If muscle symptoms recur with trials of multiple statins and doses, non-statin lipid-lowering therapy must be considered (Jacobson, 2008). The efficacy of ezetimibe monotherapy (Gazi et al, 2007) and ezetimibe in combination with colesevelam (Rivers et al, 2007) has been studied in statin-intolerant individuals. Lifestyle advice is clearly very important in those who cannot tolerate statins. This should include reduced intake of saturated fats and cholesterol, increased physical activity and weight control. Plant stanols and sterols are another option (Expert Panel on Detection, Evaluation, and Treatment of High Blood Cholesterol in Adults, 2001). There are several randomised trials looking at whether the addition of co-enzyme Q10 to statin therapy can reduce muscle pain and these have yielded equivocal results (Marcoff and Thompson, 2007; Young et al, 2007; Caso et al, 2007).

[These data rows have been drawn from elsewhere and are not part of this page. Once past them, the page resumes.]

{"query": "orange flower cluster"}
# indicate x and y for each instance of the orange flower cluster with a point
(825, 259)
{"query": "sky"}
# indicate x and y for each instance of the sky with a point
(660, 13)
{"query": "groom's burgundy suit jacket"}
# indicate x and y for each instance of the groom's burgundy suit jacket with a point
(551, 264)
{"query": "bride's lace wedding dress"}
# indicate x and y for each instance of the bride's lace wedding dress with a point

Barriers to statin therapy
Barriers to statin therapy include concerns about cost, increased workload and adherence to treatment, variation in treatment targets for lowering cholesterol, and concerns about perceived medicalisation, lifestyle and health behaviour. Primary prevention risk assessment tools are difficult to interpret. CVD prevention is limited by practice space and organisational issues, by problems with recording and retrieval of electronic data, and by limited doctor and nurse time. Funded nurse time, nurse-led heart disease clinics, and better use of electronic data could improve CVD prevention (Kedward and Dakin, 2003).

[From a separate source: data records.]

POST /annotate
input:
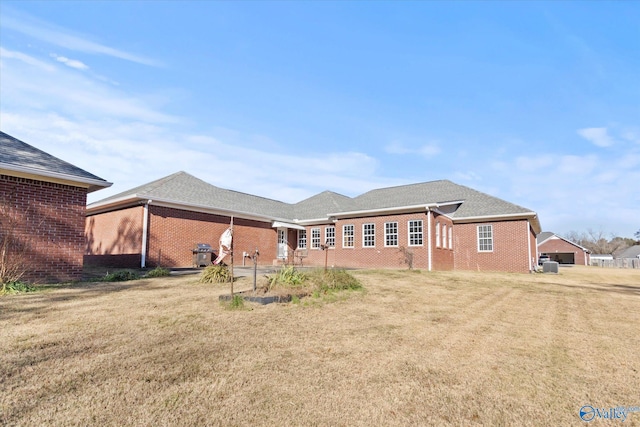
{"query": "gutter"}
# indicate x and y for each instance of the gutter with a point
(429, 250)
(531, 216)
(145, 232)
(393, 209)
(91, 184)
(134, 199)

Although statins are generally well tolerated, non-adherence is thought to be an important cause of reduced effectiveness (Jackevicius et al, 2001). Monitoring cholesterol concentrations seems to be useful as a way of detecting complete non-adherence to cholesterol-lowering treatment. However, as this is less accurate for detecting partial non-adherence, it should be used as an adjunct to careful questioning about problems with adherence. A practical approach is to simply ask if the individual is having problems adhering to the treatment. The question needs to be framed in a non-judgemental way that keeps the person at ease (Bell et al, 2011). For example, “I know it must be difficult to take all your medications regularly. How often do you miss taking them?” Other questions that may help assess adherence include asking individuals if they are having side effects from the drugs, why they believe they are taking them and what they believe the benefits of treatment are (Osterberg and Blaschke, 2005). As ever, how you give a drug can be just as important as what you give.

In people with diabetes the importance of a healthy diet, weight control and daily exercise cannot be overemphasised. Control of lipid abnormalities is a priority and we have good agents to achieve it fairly easily. The bottom line is a multifactorial approach to include good blood pressure control and appropriate management of dysglycaemia.